Short term, dilution may be the solution by casting (pun intended) the feces into space, but for the longer duration flights a method of recovery and recycling needs to be found, I would say.
 


on that long of a fligh5t the bio mass would be reused due to a few reasons one carbon is lost to us easting the plants and the feces would renew that 2 the nitrogen that is also found in feces would help the soil (since you will have to grow food for that long of a trip)



morgothia
 
Mars mission scenarios involve pre-positioning supplies on Mars for the ground mission and return. Therefore, the inefficiencies of the outbound trip are not a factor as far as recovering substances from solid waste, although the water would still be recovered.

TTFN TTFN
 
On a trip of the duration to Mars, I would still say that the complexity and material components neccessary to reconstitute the carbon and nitrogen components of POO would not be worth it.

 
I know this is a bit disgusting, but I remember hearing in the news several years ago that the japanese had developed a process for turning fecal matter into food material in order to reduce sewage waste. The report was that it was both nutricious and tasty although how they found a taste tester for the previous failed batches is beyond me.

I know that they have had filtration systems to recover urine as water for a long time.

I would think either process would have some unusable by products. At least I hope either process would have some unusable by products ;-).
 
On trip to Mars, for sure is not worse to recover the solid part, and only the water would be OK. Moreover the plant to recover water is cheaper and smaller and lighter. But for an Alpha Centauri trip, for sure they will need to grow food on board of the ship (much, much larger space craft) and as such they would need to recycle everthing.
 
these are all excellent thoughts, but...

How would you go about designing the system?

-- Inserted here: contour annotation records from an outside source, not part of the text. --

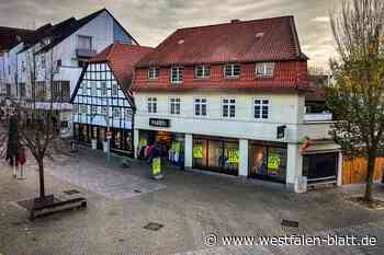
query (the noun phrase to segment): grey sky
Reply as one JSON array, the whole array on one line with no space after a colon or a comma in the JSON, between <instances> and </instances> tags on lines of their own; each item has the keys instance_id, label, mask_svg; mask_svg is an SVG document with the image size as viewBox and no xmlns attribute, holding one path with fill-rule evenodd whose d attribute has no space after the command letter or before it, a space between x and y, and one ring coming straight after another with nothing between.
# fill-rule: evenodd
<instances>
[{"instance_id":1,"label":"grey sky","mask_svg":"<svg viewBox=\"0 0 384 255\"><path fill-rule=\"evenodd\" d=\"M309 65L335 55L329 10L340 0L0 0L0 25L33 28L108 8L142 45L157 46L176 28L233 19L294 15Z\"/></svg>"}]
</instances>

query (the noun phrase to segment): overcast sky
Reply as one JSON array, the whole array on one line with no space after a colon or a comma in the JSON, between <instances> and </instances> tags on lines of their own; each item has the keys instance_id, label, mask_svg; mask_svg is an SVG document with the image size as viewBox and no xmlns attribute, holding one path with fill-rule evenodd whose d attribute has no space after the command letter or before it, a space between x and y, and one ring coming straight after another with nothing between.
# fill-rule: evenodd
<instances>
[{"instance_id":1,"label":"overcast sky","mask_svg":"<svg viewBox=\"0 0 384 255\"><path fill-rule=\"evenodd\" d=\"M108 8L140 45L157 46L178 27L233 19L294 15L309 65L327 67L335 56L329 11L340 0L0 0L0 25L38 27Z\"/></svg>"}]
</instances>

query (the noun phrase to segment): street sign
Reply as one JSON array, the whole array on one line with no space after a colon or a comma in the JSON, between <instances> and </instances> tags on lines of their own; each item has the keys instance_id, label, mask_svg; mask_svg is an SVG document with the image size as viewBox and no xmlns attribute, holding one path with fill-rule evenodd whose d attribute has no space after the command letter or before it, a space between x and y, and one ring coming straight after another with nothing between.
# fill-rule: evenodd
<instances>
[{"instance_id":1,"label":"street sign","mask_svg":"<svg viewBox=\"0 0 384 255\"><path fill-rule=\"evenodd\" d=\"M112 139L112 131L106 131L105 136L106 136L106 139Z\"/></svg>"},{"instance_id":2,"label":"street sign","mask_svg":"<svg viewBox=\"0 0 384 255\"><path fill-rule=\"evenodd\" d=\"M278 126L278 139L283 139L285 137L285 128L286 126Z\"/></svg>"}]
</instances>

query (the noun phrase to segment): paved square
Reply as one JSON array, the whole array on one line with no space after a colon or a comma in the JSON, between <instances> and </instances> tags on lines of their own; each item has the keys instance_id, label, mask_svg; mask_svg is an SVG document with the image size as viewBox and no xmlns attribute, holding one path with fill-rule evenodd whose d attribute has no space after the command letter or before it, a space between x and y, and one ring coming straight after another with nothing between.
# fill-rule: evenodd
<instances>
[{"instance_id":1,"label":"paved square","mask_svg":"<svg viewBox=\"0 0 384 255\"><path fill-rule=\"evenodd\" d=\"M237 178L167 170L150 178L149 166L81 149L70 159L46 162L46 192L57 197L78 189L88 208L27 221L16 201L37 196L32 160L26 179L14 179L0 162L0 254L382 254L384 210L368 210L346 200L345 188L292 194L280 186ZM376 190L377 192L377 190ZM379 192L383 192L380 190ZM376 193L377 194L377 193ZM377 194L379 195L379 194ZM282 219L298 228L282 227ZM158 231L144 229L150 222ZM217 246L204 236L280 236L353 234L377 237L375 246Z\"/></svg>"}]
</instances>

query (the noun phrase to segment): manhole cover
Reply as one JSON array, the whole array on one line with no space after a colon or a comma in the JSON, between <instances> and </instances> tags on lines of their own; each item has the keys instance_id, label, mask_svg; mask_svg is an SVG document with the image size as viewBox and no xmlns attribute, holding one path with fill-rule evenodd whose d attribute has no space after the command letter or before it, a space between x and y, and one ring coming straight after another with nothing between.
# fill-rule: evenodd
<instances>
[{"instance_id":1,"label":"manhole cover","mask_svg":"<svg viewBox=\"0 0 384 255\"><path fill-rule=\"evenodd\" d=\"M282 221L281 221L281 225L291 227L291 228L298 228L298 221L282 220Z\"/></svg>"},{"instance_id":2,"label":"manhole cover","mask_svg":"<svg viewBox=\"0 0 384 255\"><path fill-rule=\"evenodd\" d=\"M79 194L80 192L77 189L69 189L69 190L64 190L63 193L70 196L70 195Z\"/></svg>"},{"instance_id":3,"label":"manhole cover","mask_svg":"<svg viewBox=\"0 0 384 255\"><path fill-rule=\"evenodd\" d=\"M144 227L144 229L151 230L151 231L158 231L162 227L163 227L163 224L159 224L156 222L149 222L147 225Z\"/></svg>"}]
</instances>

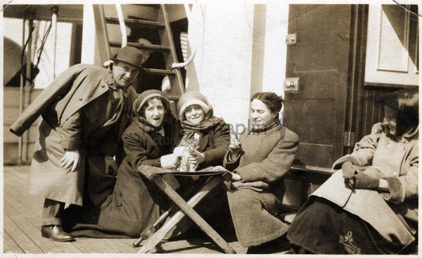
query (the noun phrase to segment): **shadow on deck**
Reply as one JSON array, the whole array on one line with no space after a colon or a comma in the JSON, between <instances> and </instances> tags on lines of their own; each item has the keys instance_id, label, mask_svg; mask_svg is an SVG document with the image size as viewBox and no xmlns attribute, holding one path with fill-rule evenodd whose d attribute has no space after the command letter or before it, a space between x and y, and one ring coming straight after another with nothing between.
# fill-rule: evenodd
<instances>
[{"instance_id":1,"label":"shadow on deck","mask_svg":"<svg viewBox=\"0 0 422 258\"><path fill-rule=\"evenodd\" d=\"M44 253L136 253L135 239L77 238L76 241L53 242L41 236L44 198L27 193L30 166L5 166L4 169L4 252ZM186 236L185 236L186 235ZM238 254L247 249L237 242L229 245ZM155 253L222 254L218 246L198 230L172 241L162 242Z\"/></svg>"}]
</instances>

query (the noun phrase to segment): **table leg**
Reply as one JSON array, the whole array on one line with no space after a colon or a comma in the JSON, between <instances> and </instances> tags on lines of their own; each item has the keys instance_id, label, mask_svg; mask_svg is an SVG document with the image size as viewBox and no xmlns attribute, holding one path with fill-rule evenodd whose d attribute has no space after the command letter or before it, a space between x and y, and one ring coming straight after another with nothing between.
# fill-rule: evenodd
<instances>
[{"instance_id":1,"label":"table leg","mask_svg":"<svg viewBox=\"0 0 422 258\"><path fill-rule=\"evenodd\" d=\"M236 252L193 209L206 195L223 181L222 176L213 176L187 202L173 190L158 174L153 176L155 181L182 210L178 211L157 232L154 233L139 249L137 253L146 253L154 248L165 235L187 214L196 224L212 239L226 253L235 254Z\"/></svg>"}]
</instances>

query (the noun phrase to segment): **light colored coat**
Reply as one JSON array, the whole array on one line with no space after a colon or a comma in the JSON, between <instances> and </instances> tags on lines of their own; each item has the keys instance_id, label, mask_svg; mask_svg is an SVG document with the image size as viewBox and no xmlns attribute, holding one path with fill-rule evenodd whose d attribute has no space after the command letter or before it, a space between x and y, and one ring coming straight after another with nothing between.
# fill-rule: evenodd
<instances>
[{"instance_id":1,"label":"light colored coat","mask_svg":"<svg viewBox=\"0 0 422 258\"><path fill-rule=\"evenodd\" d=\"M385 239L407 245L414 240L418 222L418 132L399 140L385 134L382 123L356 144L353 153L337 160L375 167L388 183L389 193L346 188L341 170L312 195L327 199L369 223Z\"/></svg>"},{"instance_id":2,"label":"light colored coat","mask_svg":"<svg viewBox=\"0 0 422 258\"><path fill-rule=\"evenodd\" d=\"M89 124L79 126L76 121L79 117L73 121L73 117L76 117L74 115L82 109L87 120L92 121L98 117L98 112L103 112L101 107L88 104L109 91L109 83L113 81L110 76L109 70L91 65L79 64L68 68L39 94L11 126L11 131L22 135L39 115L43 117L32 161L31 194L65 202L65 207L70 204L82 205L87 157L91 200L99 202L112 191L109 186L114 182L114 176L105 174L103 155L116 154L118 139L127 124L132 103L136 96L134 89L129 86L124 93L124 101L117 121L106 122L95 129L89 128ZM86 106L90 108L84 108ZM77 130L84 135L84 130L87 129L95 131L89 142L81 143L67 137L72 134L70 131ZM84 147L87 146L96 147L87 150ZM73 172L60 166L60 160L65 149L79 151L80 162Z\"/></svg>"}]
</instances>

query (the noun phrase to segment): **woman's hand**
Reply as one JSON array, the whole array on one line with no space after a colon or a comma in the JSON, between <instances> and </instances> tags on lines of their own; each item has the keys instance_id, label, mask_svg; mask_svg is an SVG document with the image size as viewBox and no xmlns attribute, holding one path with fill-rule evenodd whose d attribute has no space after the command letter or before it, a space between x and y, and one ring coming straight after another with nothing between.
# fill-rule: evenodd
<instances>
[{"instance_id":1,"label":"woman's hand","mask_svg":"<svg viewBox=\"0 0 422 258\"><path fill-rule=\"evenodd\" d=\"M235 173L235 172L230 172L230 173L231 173L231 179L230 180L231 180L233 181L242 180L242 177L241 176L240 174Z\"/></svg>"},{"instance_id":2,"label":"woman's hand","mask_svg":"<svg viewBox=\"0 0 422 258\"><path fill-rule=\"evenodd\" d=\"M173 163L174 166L177 166L179 163L180 163L180 159L181 157L181 154L183 153L184 149L184 147L183 146L174 148L173 153L172 154L172 163Z\"/></svg>"},{"instance_id":3,"label":"woman's hand","mask_svg":"<svg viewBox=\"0 0 422 258\"><path fill-rule=\"evenodd\" d=\"M237 159L238 155L241 154L242 151L242 144L241 141L238 139L237 134L234 131L233 131L233 136L234 137L233 143L230 143L229 146L229 155L231 160L235 160Z\"/></svg>"},{"instance_id":4,"label":"woman's hand","mask_svg":"<svg viewBox=\"0 0 422 258\"><path fill-rule=\"evenodd\" d=\"M77 150L66 150L63 157L60 160L60 166L67 169L72 166L70 170L74 172L79 165L80 155Z\"/></svg>"},{"instance_id":5,"label":"woman's hand","mask_svg":"<svg viewBox=\"0 0 422 258\"><path fill-rule=\"evenodd\" d=\"M183 153L183 150L184 149L184 146L179 146L179 147L176 147L174 148L174 150L173 150L173 156L174 157L181 157L181 154Z\"/></svg>"},{"instance_id":6,"label":"woman's hand","mask_svg":"<svg viewBox=\"0 0 422 258\"><path fill-rule=\"evenodd\" d=\"M191 157L188 157L188 161L198 166L205 160L205 155L198 150L192 150L189 152Z\"/></svg>"},{"instance_id":7,"label":"woman's hand","mask_svg":"<svg viewBox=\"0 0 422 258\"><path fill-rule=\"evenodd\" d=\"M112 156L106 155L104 156L104 164L106 165L106 174L111 176L117 174L119 167Z\"/></svg>"},{"instance_id":8,"label":"woman's hand","mask_svg":"<svg viewBox=\"0 0 422 258\"><path fill-rule=\"evenodd\" d=\"M361 171L354 175L354 188L357 189L376 189L380 186L380 179Z\"/></svg>"},{"instance_id":9,"label":"woman's hand","mask_svg":"<svg viewBox=\"0 0 422 258\"><path fill-rule=\"evenodd\" d=\"M353 165L350 162L345 162L342 166L343 172L343 176L345 179L345 183L351 188L378 188L380 184L380 179L364 172L364 171L366 170L372 172L373 169L371 168L373 168L373 169L376 169L376 172L378 172L378 169L373 167L369 167L368 168L360 167ZM378 172L379 173L379 172ZM373 173L373 172L371 173Z\"/></svg>"}]
</instances>

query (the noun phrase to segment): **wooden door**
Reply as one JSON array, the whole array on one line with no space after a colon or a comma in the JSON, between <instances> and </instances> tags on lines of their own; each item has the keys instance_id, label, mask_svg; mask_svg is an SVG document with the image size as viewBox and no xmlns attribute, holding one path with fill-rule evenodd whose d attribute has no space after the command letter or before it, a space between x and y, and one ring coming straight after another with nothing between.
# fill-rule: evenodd
<instances>
[{"instance_id":1,"label":"wooden door","mask_svg":"<svg viewBox=\"0 0 422 258\"><path fill-rule=\"evenodd\" d=\"M330 168L343 153L348 91L351 5L290 5L286 77L299 77L285 91L287 126L300 138L294 167ZM323 169L324 170L324 169Z\"/></svg>"}]
</instances>

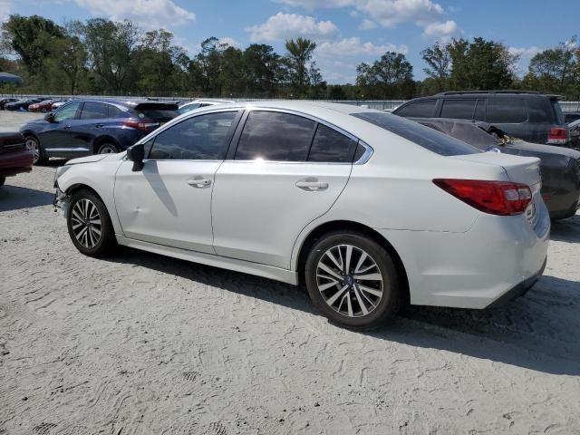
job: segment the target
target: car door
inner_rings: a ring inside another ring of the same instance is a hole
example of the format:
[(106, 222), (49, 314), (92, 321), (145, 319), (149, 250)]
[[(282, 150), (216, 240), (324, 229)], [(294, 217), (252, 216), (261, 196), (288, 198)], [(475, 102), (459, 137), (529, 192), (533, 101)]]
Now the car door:
[(346, 186), (357, 142), (285, 111), (256, 109), (246, 117), (216, 174), (214, 247), (219, 256), (289, 268), (300, 232)]
[(64, 104), (54, 112), (52, 122), (46, 122), (38, 134), (43, 150), (47, 156), (74, 157), (88, 151), (73, 140), (72, 131), (79, 122), (78, 114), (82, 102), (72, 102)]
[(77, 147), (87, 150), (91, 154), (97, 152), (94, 150), (94, 140), (103, 133), (108, 117), (108, 104), (84, 102), (78, 122), (69, 130)]
[(116, 174), (117, 215), (125, 237), (214, 254), (211, 196), (239, 115), (199, 114), (168, 126), (146, 144), (143, 169), (124, 160)]

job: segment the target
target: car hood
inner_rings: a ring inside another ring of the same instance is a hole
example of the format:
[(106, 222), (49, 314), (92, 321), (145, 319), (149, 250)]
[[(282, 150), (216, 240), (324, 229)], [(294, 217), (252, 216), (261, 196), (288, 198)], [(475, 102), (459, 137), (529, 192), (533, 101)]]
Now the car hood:
[(111, 157), (111, 154), (95, 154), (94, 156), (79, 157), (78, 159), (72, 159), (66, 162), (67, 165), (79, 165), (81, 163), (94, 163), (101, 161), (107, 157)]

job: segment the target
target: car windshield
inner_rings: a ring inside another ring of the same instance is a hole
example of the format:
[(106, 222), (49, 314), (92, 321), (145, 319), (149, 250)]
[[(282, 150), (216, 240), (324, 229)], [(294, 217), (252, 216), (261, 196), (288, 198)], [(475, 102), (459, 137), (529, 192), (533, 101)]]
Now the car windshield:
[(461, 156), (482, 152), (461, 140), (397, 115), (372, 111), (362, 111), (351, 113), (351, 115), (381, 127), (440, 156)]

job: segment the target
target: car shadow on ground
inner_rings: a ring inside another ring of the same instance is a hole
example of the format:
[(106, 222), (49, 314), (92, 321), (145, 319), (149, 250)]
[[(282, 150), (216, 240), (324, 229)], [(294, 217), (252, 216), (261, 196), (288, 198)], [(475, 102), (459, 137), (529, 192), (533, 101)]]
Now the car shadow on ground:
[(42, 190), (5, 184), (0, 187), (0, 212), (47, 206), (53, 203), (53, 197)]
[[(110, 261), (137, 265), (228, 292), (316, 314), (305, 289), (257, 276), (120, 247)], [(544, 276), (504, 307), (410, 306), (377, 331), (358, 333), (530, 370), (580, 375), (580, 284)]]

i.e. Would there be enough light and heat for biomass composting?
 
As an engine for such large space craft designed for log trips aka Mars, Alpha Centaury, etc has to be electric (ionic, or plasma, etc.) the ship has a nuclear power generator. Guesing further that this will be designed a little bit further in future from today, it means we'll deal with a fusion power plant.

This means enough electrical energy, so enough heat, light and specific impulse to accelerate the ship.

There is one more thing regarding the power after leaving atmosphere, and friction or aerdynamics are not issues any more, very very large solar pannels can be used to harvest the Sun's energy even at large distances from it.
 
In the past decade NASA has had several composting projects but they are mostly geared toward processing of agricultural residues, for the scenario where the astronauts/colonists grow their own food. There is also some current work on freeze drying feces, but the goal is not so much resource recovery as stabilization so that the feces won't decompose and release toxic or offensive gases. The place to see reports on NASA research is the NASA task book site. From the site go to the "NASA research opportunities" site for the office of biological and physical research, and look for the taskbook database. It has yearly reports of nearly all NASA funded external research on life support and other biological topics, physics and materials science, going back to 1995.

By the way you don't need light and heat for composting. You need oxygen to support aerobic microbial growth, and and a reasonably well insulated enclosure so that the biochemical reactions will raise the temp high enough to kill off pathogens, and a dehumidifier downstream to condense out the water produced by metabolism and evaporated off of the compost pile.

Someone asked about power. Any long term mission where the astronauts grow their own food will have a huge power plant because the electrical-energy-to-food energy yield under artificial lighting is something like 1-2%.

Rjeffery asked about recycling nitrogen and carbon from feces. Most of the nitrogen we eat goes out in the urine and most of the carbon, in CO2. It would be nice to recover it, but not necessary except for really long term missions or very large crews.